News & Opinion

Slow play, slower ruling clouds Solheim

Much has been made of the bizarre finish at the Solheim Cup on Sunday

VIRGINIA WATER, England – Much has been made of the bizarre finish at the Solheim Cup on Sunday (“Pettersen drops 2 stunners in Solheim Cup,” Sept. 16). What was not reported and only recently came to light is that American Danielle Kang should have been penalized for slow play in her singles match against Spain’s Carlota Ciganda.

Danielle Kang
Danielle Kang avoids a pace-of-play penalty in Danielle Kangsingles, but she and the Americans lose anyway.

Out in the first match of the final session, Kang was leading Ciganda, 1 up, as Kang faced a 15-foot birdie putt on the par-5 16th hole at Gleneagles’ PGA Centenary Course in Scotland. Kang took more than 70 seconds to play her fourth shot, which was more than the allotted 40 seconds, and was given a bad time, her second of the day. Match-play rules call for Kang to lose the hole.

Under the procedures used by the Ladies European Tour at the Solheim Cup, walking referee Kevin Feeney was with the match but not responsible for the timing. Another roving official, Steve Cavanagh, was responsible for timing the group. Cavanagh notified chief referee João Pinto, who then informed both captains of the bad times.

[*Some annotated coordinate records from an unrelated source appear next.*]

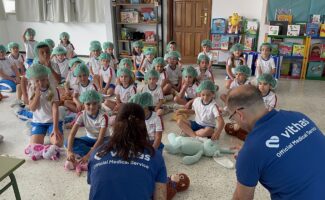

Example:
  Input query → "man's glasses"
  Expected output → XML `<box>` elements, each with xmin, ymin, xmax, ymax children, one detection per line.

<box><xmin>229</xmin><ymin>107</ymin><xmax>245</xmax><ymax>120</ymax></box>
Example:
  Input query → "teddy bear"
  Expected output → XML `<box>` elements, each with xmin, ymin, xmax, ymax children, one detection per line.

<box><xmin>165</xmin><ymin>133</ymin><xmax>235</xmax><ymax>165</ymax></box>
<box><xmin>167</xmin><ymin>173</ymin><xmax>190</xmax><ymax>200</ymax></box>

By the time U.S. captain Juli Inkster and European counterpart Catriona Matthew were notified of the slow-play infraction, Ciganda was standing over her birdie putt, which she made to win the hole outright, rendering the penalty to be moot.

“She didn’t get any penalty on Sunday at 16,” Pinto said Tuesday here at Wentworth Club, where he will serve as a rules official for this week’s BMW PGA Championship on the European Tour.

When I pressed Pinto that I had knowledge that Kang had a second bad time in her match, his response was illogical. “I don’t think we can say it exactly that way because we were in the process of timing her, but we couldn’t inform her on the proper time, so Ciganda, she holed the putt and the hole was over.”

But if Ciganda hadn’t made the putt?

“Well, if Ciganda wouldn’t have made the putt, maybe history could have been different,” Pinto said. “But it wasn’t, so that’s the way we want things to stay.”

Pinto could not confirm when Kang received her first bad time, but it likely was near the 12th-14th holes.

Pinto explained that once he received news of the second bad time, the switching of channels on his walkie-talkie to the European and U.S. captains took too long for him then to notify the players before Ciganda’s putt.

“We informed both players on 17 tee what happened,” Pinto said. “And we also said to both players if we had time to inform previously before Carlota’s putt the story could have been different, even though the score is the same.”

Ciganda birdied two of the last three holes to defeat Kang, 1 up, as Europe rallied to win the biennial matches, 14½-13½.

Heather Daly-Donofrio, the LPGA communications chief, said through a spokesman that she had not been made aware of a slow-play issue and referred Morning Read to the LET for comment. The LET had not responded to an email inquiry seeking comment.